All results endpoint
Introduction
This is an API which allows for fetching all results of a query and streaming all results back to the caller in a single call. This is similar to /s/search.json however with the following key differences:
-
Only the list of Results is returned from the data model.
-
By default all matching results are returned.
-
You can pick which fields of the Result model shoud be sent back e.g. you can select to receive only the liveUrl and title.
-
You can request either JSON or CSV (RFC 4180).
-
Some options have been altered to speed up processing for example options which do counting over the result set as well as ranking options.
Generally this endpoint is not intended as a source for search results to present to end users, but rather as a source of data for other systems which may need to perform further processing on a large set of results.
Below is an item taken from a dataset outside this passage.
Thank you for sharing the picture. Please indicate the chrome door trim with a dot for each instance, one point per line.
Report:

For such systems, this endpoint avoids the need to paginate through the result set or use large num_ranks values which may exhaust the memory available to the server.
Location
The JSON endpoint is:
/s/all-results.json
and the CSV endpoint is:
/s/all-results.csv
These endpoints are available under the same locations as other modern UI search endpoints such as /s/search.json.
Getting started
Like /s/search.json you will need to set a query
and collection
URL parameter for example to get all results from the foo
collection we could set:
/s/all-results.csv?collection=foo&query=!FunDoesNotExist:PadreNull
the query set is a special which will result in all documents being returned. It works by requesting every document that does not have the term PadreNull in the reserved and never defined metadata class FunDoesNotExist .
|
By default this will return a CSV file of every URL in the collection for example:
URL https://example.com/ https://example.com/example https://example.com/examples
Parameters
This endpoint accepts most parameters that can be set on /s/search.json. The endpoint also supports the following options:
-
fields: This option lets you pick, using a comma separated XPath style expression, which fields out of the Result model to be returned, by default this is set to
&fields=liveUrl
. To get the liveUrl, title and metadataauthor
set this to:&fields=liveUrl,title,listMetadata/author
. To view everything that is available setfields=/
. See JXPath documentation for the syntax of the XPaths. -
-
Note that to include any metadata, the
SM
andSF
parameters (e.g.&SM=both&SF=[author]
) must be set within the URL so that the metadata values (e.g.author
) are returned by the query processor and included in the result model.SM
andSF
settings from thequery_processor_options
collection config setting are not applied by the all results endpoint.
-
-
fieldnames: This option lets you set the names of the fields. In the CSV example above we set the name of
liveUrl
toURL
this is done with the default being&fieldnames=URL
. To rename the fields set in the previous example liveUrl, title and metadataauthor
to URL, Title and Author set this to&fieldnames=URL,Title,Author
. Note that the order of this parameter must match that of the fields parameter. -
optimisations: It is possible to turn off the default optimisations that have been applied by setting
optimisations=false
. This is likely to lead to poor performance of the API instead it is better to overwrite any query processor option by setting it in the request URL. For example to turn summaries back on set&SBL=250
. -
num_ranks: This sets the number of result to return, by default this is set to the highest possible value to get all results. It may be set on the request URL to limit the number of results returned for example to fetch only one hundred results the parameter could be set to
&num_ranks=100
. -
start_rank: This sets the offset of the first result to return, by default this is set to
1
. It may be set to other values on the request URL for example to start at the one hundredth result the parameter would be set tostart_rank=101
. -
fileName: Sets the name of the file the browser should save the response of this API to. Causes the
Content-Disposition
header to be set toattachment; filename="name"
wherename
is the value of this URL paramater. For exampleall-results.csv?collection=funnelback_documentation&query=%21padrenull&fileName=user_data.csv
will return a file with the nameuser_data.csv
. -
header: For formats that have a header, this option can be used to disable returning of the header if supported. Currently only CSV supports this option. Other formats may be supported in the future. For CSV the header line that outlines the name of each field will not be returned when set
false
. By default this is settrue
Comma separated parameter format.
The parameters fields
and fieldnames
are comma separated lists which follow the RFC 4180 standard for escaping for example to name a field "foo,bar"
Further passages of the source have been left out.